Let's find the number of arrangements for each block and multiply them together to get the final result:
1. The number of arrangements for the block with questions W and B:
Since W and B need to be next to each other, we can treat them as a single entity. This block has 2 questions, and we can arrange them in 2! = 2 factorial ways.
2. The number of arrangements for the Algebra block (excluding W and B):
We have 4 - 2 = 2 remaining Algebra questions (X and Y) in this block. We can arrange them in 2! ways.
3. The number of arrangements for the Geometry block:
We have 3 Geometry questions (A, C, and D) in this block.

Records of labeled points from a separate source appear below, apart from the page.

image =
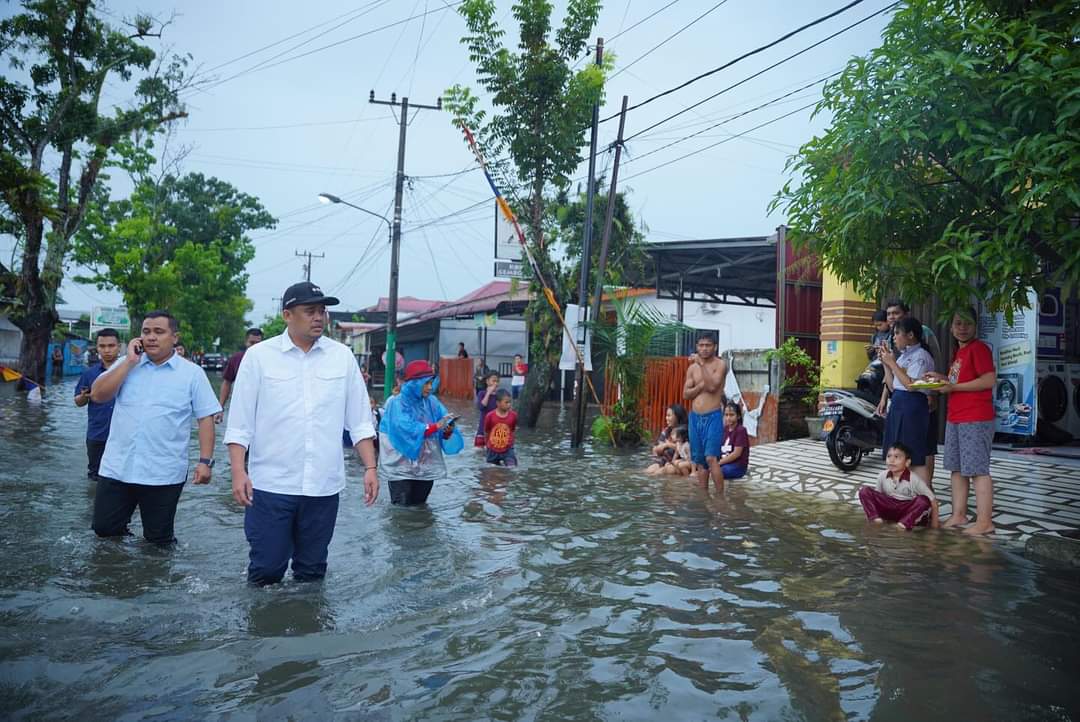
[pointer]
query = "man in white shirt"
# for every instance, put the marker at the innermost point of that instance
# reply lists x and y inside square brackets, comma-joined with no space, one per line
[293,395]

We can arrange them in 3! ways.
To find the total number of arrangements:
Total arrangements = (Number of arrangements for the block with W and B) * (Number of arrangements for the Algebra block) * (Number of arrangements for the Geometry block)
Total arrangements = 2! * 2! * 3!
Now let's calculate this:
Total arrangements = 2 * 2 * 3 * 2 * 1 = 24
So, there are 24 arrangements in which questions W and B are next to each other.
Now let's move on to the second part of the question.
To find the number of arrangements in which questions X and D are separated by more than four other subjects, we need to consider the possible number of subjects separating them.
If there are 5 or more subjects between X and D, we can arrange them in various ways.
1. Let's first consider 5 subjects between X and D:
There are 5 Algebra questions (W, X, Y, Z, and one more) and 3 Geometry questions (A, B, and C) that can be placed between X and D.
The number of ways to arrange these 8 questions is 8!.
However, X and D can swap positions, so we need to multiply by 2 to account for this possibility.
The number of arrangements with 5 subjects between X and D = 8! * 2.
2. Similarly, we can consider 6, 7, and 8 subjects between X and D:
The number of arrangements with 6 subjects between X and D = 9! * 2.
The number of arrangements with 7 subjects between X and D = 10! * 2.
The number of arrangements with 8 subjects between X and D = 11! * 2.
To find the total number of arrangements:
Total arrangements = (Number of arrangements with 5 subjects) + (Number of arrangements with 6 subjects) + (Number of arrangements with 7 subjects) + (Number of arrangements with 8 subjects)
Total arrangements = (8! * 2) + (9! * 2) + (10! * 2) + (11! * 2)
Now let's calculate this:
Total arrangements = 2 * (8! + 9! + 10! + 11!)
Using a calculator or software, you can find the numerical value of this expression.
So, the total number of arrangements in which questions X and D are separated by more than four other subjects depends on the calculations explained above.
To find the number of arrangements in which questions W and B are next to each other, we can treat W and B as a single entity. So, we have WB and XYZCDA as the remaining entities.
Now, we need to find the number of arrangements considering W and B as a single entity. This can be done by treating WB as a single entity along with XYZCDA. So, we have WBXYZCDA.
Now, the total number of arrangements for WBXYZCDA is 7!
However, within this arrangement, WB can be arranged in 2! ways.
So, the total number of arrangements in which W and B are next to each other is 7! x 2! = 10,080.
To find the number of arrangements in which questions X and D are separated by more than four other subjects, we need to consider two cases:
Case 1: When X is before D
In this case, we have the sequence X _ _ _ D _ _ _. We need to arrange W, Y, Z, A, B, C in the remaining blanks.
The total number of arrangements for W, Y, Z, A, B, C is 6!.
However, within this arrangement, X, D, and the remaining subjects can be arranged in 3! ways.
So, the total number of arrangements in this case is 6! x 3! = 2,160.
Case 2: When D is before X
In this case, we have the sequence D _ _ _ X _ _ _. Again, we need to arrange W, Y, Z, A, B, C in the remaining blanks.
Similar to Case 1, the total number of arrangements in this case is 6! x 3! = 2,160.
Therefore, the total number of arrangements in which questions X and D are separated by more than four other subjects is 2,160 + 2,160 = 4,320.